Opinion

Fionnuala O Connor: If Stormont returns, then what about the bureaucracy that facilitated the RHI scandal?

The disastrous RHI scheme did not have the same cost-controls that were included in Britain
The disastrous RHI scheme did not have the same cost-controls that were included in Britain The disastrous RHI scheme did not have the same cost-controls that were included in Britain

So if the DUP and Sinn Féin form a new Executive, serviced by the same bureaucracy that facilitated the RHI scandal, who keeps them all in line?

This is no organic legislature, grown out of communal will. One lot was dragged to it, the other had to be coaxed away from the gun. The outsiders supposed to encourage the hard-won model for a settlement only step in for crises – painfully slowly, in this case - and then step out again. Even if a thorough revamp was on offer, that degree of oversight will not do; never has, never will.

The big push with media cheerleading over this new year by British and Irish ministers will at best establish structures with the worst flaws stripped out. If agreed. If defined properly. The big underlying faults in the system will not be touched.

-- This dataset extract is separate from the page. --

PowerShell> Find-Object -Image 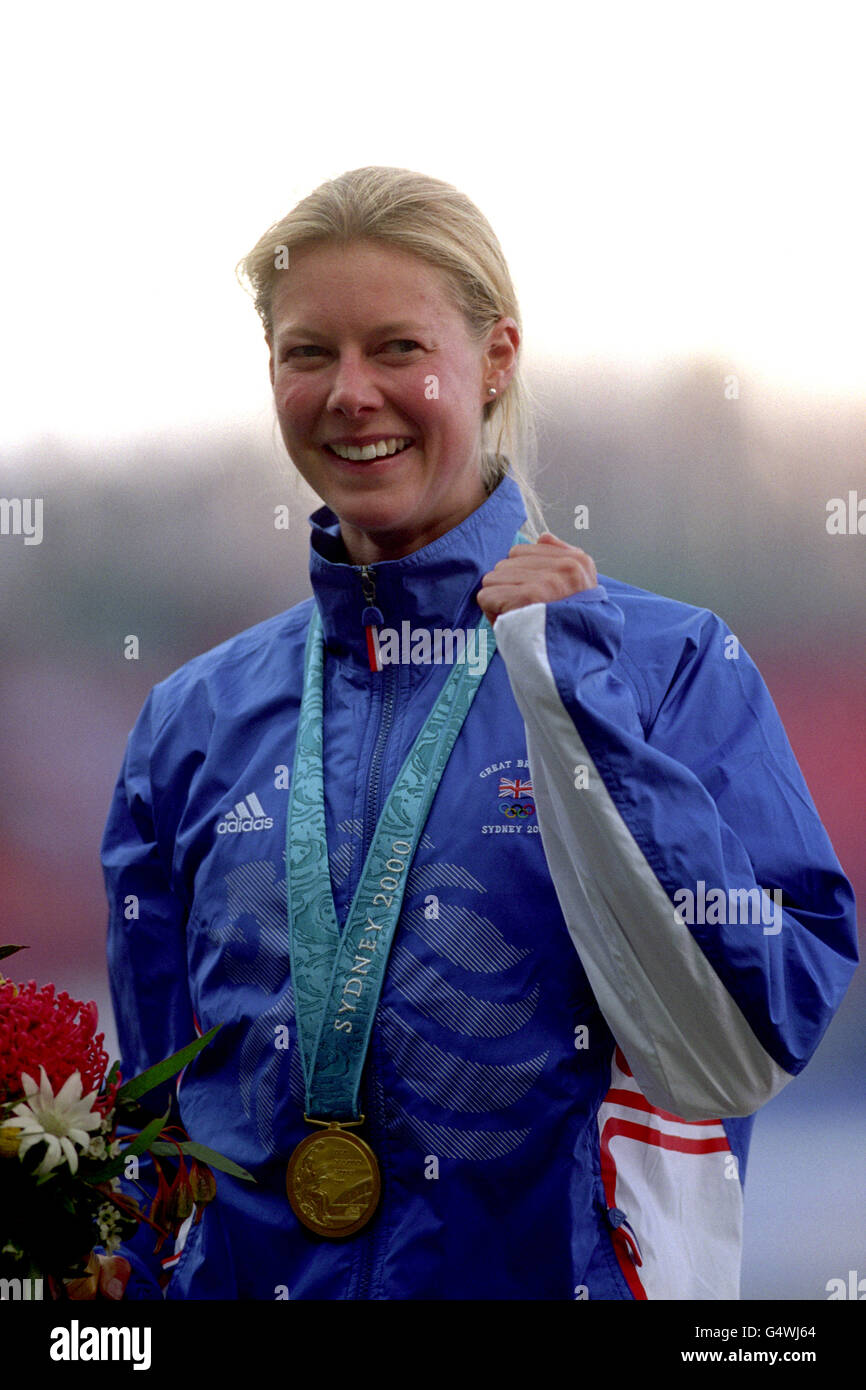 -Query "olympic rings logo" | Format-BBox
[499,801,535,820]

That means over-mighty, unelected, over-paid and over-plentiful Spads will continue to dominate a DUP with a bust leadership. Unless consciences have belatedly developed, the record shows that this cadre will operate primarily for selfish purposes rather than those of society. The IRA elder statesmen who control Sinn Féin will go on dictating to SF ministers. Reflection on SF electoral downturns might inject some strategy and brain-power, and improve staff work. The record, though, is not promising.

Should parties respectively run by self-serving place-holders and retired paramilitaries be cheered into place by people of goodwill? We on the outside learned the reality of Stormont 2007-2016 not from official oversight, because for the most part that has been ineffectual or non-existent. Dirty Spad-work at the crossroads and misjudged and mal-administered public money we discovered from years of journalistic effort but in the main, and spectacularly, from Sam McBride’s ‘Burned’, deservedly a best-seller and also a public service.

The RHI inquiry that the News Letter's McBride has mined so productively thanks to his parallel digging also confirmed how SF tug forelocks to their IRA controllers. Which is as much second nature as the subject of his other systematic exposure; of civil service cravenness and almost unbelievable incompetence. The inadequacies of the main parties are grim but no surprise. ‘Burned’ depicts the complementary malaise of an inadequate, smug bureaucracy. The courteous McBride decorates some senior figures as ‘cerebral’. One is even a ‘mandarin’. Yet chapter after chapter reveals chaos, a churn of personnel, lack of skills. Nobody involved has apparently been penalised. Several have been promoted.

The most humiliating revelation is the supine response that marked dealings between civil service, ministers and Spads. Today’s head of service David Sterling told the RHI inquiry, in public, in straightforward style, that he and his colleagues made no minutes and kept few if any notes – not because they were so commanded but because they knew the DUP and SF did not like it. This plainly shocked the inquiry panel.

Sam’s ‘cerebral’ figure, Andrew McCormick, did tell the inquiry on its last day in penitent tones that their report could give Stormont a ‘new foundation.’ But surely only an outsider, preferably from somewhere else and on their last posting, would possess the authority, skills, independence and resolve to lay that foundation stone.

Boris Johnson’s excitable guru and disruption enthusiast Dominic Cummings is looking for ‘weirdos’ rather than standard recruits, on a new year crusade to up-end Whitehall. So far Northern Ireland seems well below the Cummings horizon.

Nor is it clear that any of the participants in the Stormont talks have argued for a major ‘rid-out’ – of bureaucrats or Spads - before or in tandem with restoration. Worse, might publication of the RHI report have been paused to encourage agreement on restoration?

McBride’s book is an award-winner. He ends it by calling RHI and the collapse of Stormont a warning to the leaders of unionism that unless they ‘change their ways’ there might be a far greater collapse, ‘of Northern Ireland itself’. His ‘Burned’ extends the charge-sheet to the once-vaunted NI Civil Service.